I am not writing this to say ‘do or don’t’. That’s a really personal decision and I have spent time waffling between either view. Type 1 diabetes screening was the right choice for me though and I am thankful that it is offered free of charge thanks to Trialnet. I believe that it would have been the right choice regardless of the results of the test. I don’t believe that the risk and feeling of vulnerability really ever goes away. No test is 100% and we will have to get yearly (or so) tests done to keep tabs and stay aware of changes.

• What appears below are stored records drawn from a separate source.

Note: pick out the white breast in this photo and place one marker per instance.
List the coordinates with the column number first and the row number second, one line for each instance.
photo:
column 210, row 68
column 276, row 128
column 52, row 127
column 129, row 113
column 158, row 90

Stefanie and I talked a lot about what we would do if the results came back indicating that she was predisposed to get type 1. What really encouraged me was that so many of the things that I had to learn on my own, I would be able to share with her. Diabetes has given me many tools in life that I am thankful for and even now I can see that we have begun to try to pass those on in small ways. Diet is a huge issue for me and we all eat very similarly–something that would not be the case if I had not been diagnosed. I don’t think that Stefanie and Lilo are quite as carb restricted as I am but we all eat very clean and that’s a gift I am glad to give her moving forward, even if somewhere down the line type 1 diabetes is wrapped up in our genes.

Parenting is a crapshoot, that is for sure. I wonder some days if anything gets through that thick little skull (referring to my daughter!). Other days I am thankful for that stubbornness because I know that can be so valuable in the coming years, if a bit demanding in the present time. There is something to be said for being stubborn and knowing what you want. Some would say that is a family characteristic. I know my father still wishes that I’d take up canoeing and settle down at a real job and cut my hair.

As I prepare to take my family into a new adventure that will involve many ups and downs I am thankful for the support of my wife that has seen me through many ups and downs already. It is not because I think it’s so romantic and idealized that I am excited about moving our family into a little trailer and chasing adventure with everything we have; it’s precisely because I know how hard it is, but that we can do it. At the end of my days I would rather have lived a harder life because of the challenges that I tried to surmount and couldn’t than to endlessly fantasize about a perfect solution that lived only in my mind.